FOR IMMEDIATE RELEASE                                             

 

NEWS RELEASE

(ATLANTA)—Georgia State Troopers along with officers from the Department of Public Safety’s Motor Carrier Compliance and Capitol Police divisions will join law enforcement officers from local police and sheriffs’ departments across Georgia for Operation Zero Tolerance, Georgia’s high visibility impaired driving enforcement program.  The July Fourth OZT campaign begins Friday, June 23 and ends on Sunday, July 9.

            Colonel Bill Hitchens, Commissioner of the Georgia Department of Public Safety, said DPS troopers and officers will team with local officers and deputies for concentrated patrols and roadchecks throughout the two-week period that includes the 102-hour long July Fourth holiday travel period.  “Sadly, 10 of the 24 people killed during the 2005 July Fourth holiday period died in a crash where an impaired driver was involved,” Colonel Hitchens said.  “Crashes of this type can be prevented if drivers will take the initiative to not drink and drive.”  He said troopers and officers will not hesitate to arrest an impaired driver and tow their vehicle.

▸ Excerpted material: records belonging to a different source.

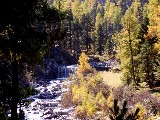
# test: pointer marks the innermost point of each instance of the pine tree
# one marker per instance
(128, 46)
(83, 66)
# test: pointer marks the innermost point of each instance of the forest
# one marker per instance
(127, 31)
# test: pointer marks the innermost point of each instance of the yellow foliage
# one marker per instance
(80, 111)
(157, 47)
(83, 64)
(141, 112)
(110, 100)
(75, 93)
(100, 99)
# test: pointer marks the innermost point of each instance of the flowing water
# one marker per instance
(47, 104)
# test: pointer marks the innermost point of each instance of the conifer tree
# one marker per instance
(128, 46)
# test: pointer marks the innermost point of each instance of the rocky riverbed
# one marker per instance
(47, 104)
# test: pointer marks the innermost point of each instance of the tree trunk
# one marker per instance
(132, 60)
(15, 84)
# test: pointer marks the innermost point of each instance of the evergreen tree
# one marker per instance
(23, 41)
(128, 46)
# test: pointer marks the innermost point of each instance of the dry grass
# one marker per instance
(112, 79)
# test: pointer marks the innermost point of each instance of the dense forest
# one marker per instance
(128, 30)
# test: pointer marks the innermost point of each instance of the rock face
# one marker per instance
(47, 104)
(58, 58)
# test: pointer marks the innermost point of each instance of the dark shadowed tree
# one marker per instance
(24, 29)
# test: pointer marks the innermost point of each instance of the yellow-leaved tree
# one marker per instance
(83, 67)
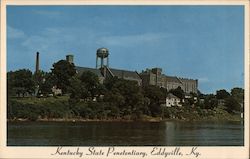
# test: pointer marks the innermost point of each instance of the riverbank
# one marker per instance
(58, 109)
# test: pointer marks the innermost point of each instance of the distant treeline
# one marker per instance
(85, 97)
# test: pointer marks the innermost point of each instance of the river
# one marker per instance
(169, 133)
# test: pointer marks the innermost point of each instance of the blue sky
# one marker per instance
(198, 42)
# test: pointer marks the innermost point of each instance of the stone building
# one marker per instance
(155, 77)
(103, 70)
(152, 76)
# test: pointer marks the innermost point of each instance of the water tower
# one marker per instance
(102, 56)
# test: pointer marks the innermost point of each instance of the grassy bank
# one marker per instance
(58, 109)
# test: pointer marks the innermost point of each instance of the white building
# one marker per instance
(172, 100)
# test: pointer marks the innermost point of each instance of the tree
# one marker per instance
(238, 94)
(210, 101)
(222, 94)
(232, 105)
(155, 96)
(47, 84)
(91, 82)
(178, 92)
(63, 71)
(77, 90)
(20, 82)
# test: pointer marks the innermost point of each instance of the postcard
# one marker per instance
(124, 79)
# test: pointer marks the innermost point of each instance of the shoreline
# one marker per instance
(118, 120)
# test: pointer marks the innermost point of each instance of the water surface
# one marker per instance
(170, 133)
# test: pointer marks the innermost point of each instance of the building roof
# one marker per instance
(80, 70)
(172, 79)
(125, 73)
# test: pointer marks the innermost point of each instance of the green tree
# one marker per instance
(47, 84)
(20, 82)
(91, 82)
(238, 94)
(232, 105)
(210, 101)
(178, 92)
(63, 71)
(155, 96)
(77, 90)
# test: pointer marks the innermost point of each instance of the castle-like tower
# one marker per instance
(102, 55)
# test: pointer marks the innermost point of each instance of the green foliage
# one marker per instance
(155, 96)
(91, 83)
(20, 82)
(48, 82)
(238, 94)
(178, 92)
(63, 71)
(232, 105)
(222, 94)
(210, 101)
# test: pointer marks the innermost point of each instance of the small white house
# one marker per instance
(172, 100)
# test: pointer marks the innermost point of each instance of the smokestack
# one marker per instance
(37, 62)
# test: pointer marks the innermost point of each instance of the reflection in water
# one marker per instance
(170, 133)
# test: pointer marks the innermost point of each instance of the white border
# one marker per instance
(44, 152)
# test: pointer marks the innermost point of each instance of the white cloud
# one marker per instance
(13, 33)
(130, 40)
(203, 80)
(49, 14)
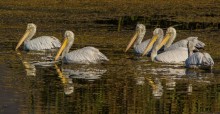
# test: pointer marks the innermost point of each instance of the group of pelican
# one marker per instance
(159, 48)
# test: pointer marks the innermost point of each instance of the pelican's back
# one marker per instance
(176, 56)
(183, 43)
(141, 47)
(198, 60)
(41, 43)
(85, 55)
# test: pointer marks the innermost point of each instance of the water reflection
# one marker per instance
(82, 72)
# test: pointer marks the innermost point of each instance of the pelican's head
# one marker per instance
(169, 37)
(66, 45)
(139, 32)
(157, 37)
(30, 31)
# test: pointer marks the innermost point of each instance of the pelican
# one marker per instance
(201, 60)
(39, 43)
(175, 56)
(85, 55)
(139, 46)
(171, 36)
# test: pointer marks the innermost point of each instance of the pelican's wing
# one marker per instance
(175, 56)
(141, 47)
(197, 43)
(43, 42)
(183, 43)
(199, 59)
(85, 55)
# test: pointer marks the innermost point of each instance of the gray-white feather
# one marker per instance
(41, 43)
(183, 43)
(175, 56)
(85, 55)
(198, 60)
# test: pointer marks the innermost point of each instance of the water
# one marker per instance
(31, 83)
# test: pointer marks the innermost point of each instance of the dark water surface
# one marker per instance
(127, 83)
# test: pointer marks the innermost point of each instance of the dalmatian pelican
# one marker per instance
(201, 60)
(175, 56)
(39, 43)
(84, 55)
(139, 46)
(171, 36)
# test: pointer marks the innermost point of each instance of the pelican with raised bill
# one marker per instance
(39, 43)
(175, 56)
(85, 55)
(200, 60)
(139, 46)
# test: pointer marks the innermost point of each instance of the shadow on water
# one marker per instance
(32, 83)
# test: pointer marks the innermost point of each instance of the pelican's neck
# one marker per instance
(139, 38)
(156, 47)
(31, 34)
(190, 46)
(171, 39)
(69, 45)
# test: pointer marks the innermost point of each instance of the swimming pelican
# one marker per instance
(139, 46)
(178, 55)
(199, 59)
(39, 43)
(85, 55)
(170, 37)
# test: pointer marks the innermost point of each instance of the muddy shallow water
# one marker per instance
(127, 83)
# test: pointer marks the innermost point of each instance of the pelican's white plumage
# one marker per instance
(199, 59)
(183, 43)
(171, 36)
(85, 55)
(139, 46)
(175, 56)
(39, 43)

            Bob Dallas, Director of the Governor’s Office of Highway Safety, said nearly half of all traffic fatalities across the nation over the July Fourth holiday period are alcohol-related.  “That’s why we’re working overtime with highway safety advocates and our law enforcement partners.”

            Operation Zero Tolerance enforcement officers will blanket Georgia’s roadways with high visibility sobriety checkpoints and concentrated OZT-patrols.  “The OZT message is simple,“ said GOHS Director Dallas.  “You drive impaired in Georgia, you WILL go to jail.  Informed drivers get the handshakes, impaired drivers get the handcuffs.   That’s Zero-Tolerance.

            July Fourth OZT is part of the GOHS One Hundred Days of Summer Heat mobilization that runs through the end of the Labor Day holiday travel period cracking down on the deadly consequences of speeders, drunk and aggressive drivers, and safety belt violators. 

            Colonel Hitchens and Director Dallas remind motorists to report suspected impaired drivers by either calling 9-1-1 or Star G-S-P (*477) on their cell phone.